Nowadays, the risk analysis of critical systems cannot be focused only on a technical dimension. Indeed, well-known accidents in nuclear or aerospace areas underlined initiating causes also related to technical and organizational viewpoints. This led to the development of methods for risk assessment considering three main aspects on the system resources: the technical process, the operator constraining the process, and the organization constraining human actions on the process. However, only few scientific works have tried to join these methods in a unique and global approach. Thus this paper focuses on a methodology that aims to achieve the integration of the different methods in order to assess the risks probabilistically. The integration is based on (a) system knowledge structuring and (b) its unified modelling by means of Bayesian networks also supporting quantification and simulation phases.
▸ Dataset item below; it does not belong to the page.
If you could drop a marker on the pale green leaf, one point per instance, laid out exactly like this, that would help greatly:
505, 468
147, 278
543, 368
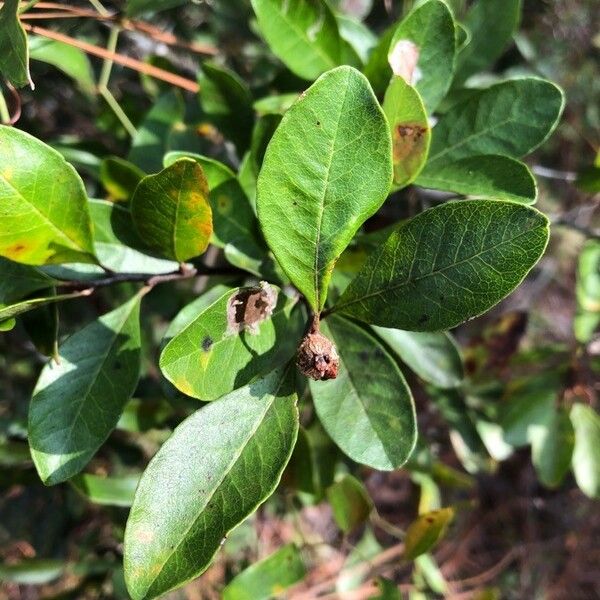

The methodology is applied to an industrial case to show its feasibility and to draw conclusions regarding the model relevance for system risk analysis. The results of the methodology can be used by decision makers to prioritize their actions when faced with potential or real risks.

Suggested Citation

  • A Léger & P Weber & E Levrat & C Duval & R Farret & B Iung, 2009. "Methodological developments for probabilistic risk analyses of socio-technical systems," Journal of Risk and Reliability, , vol. 223(4), pages 313-332, December.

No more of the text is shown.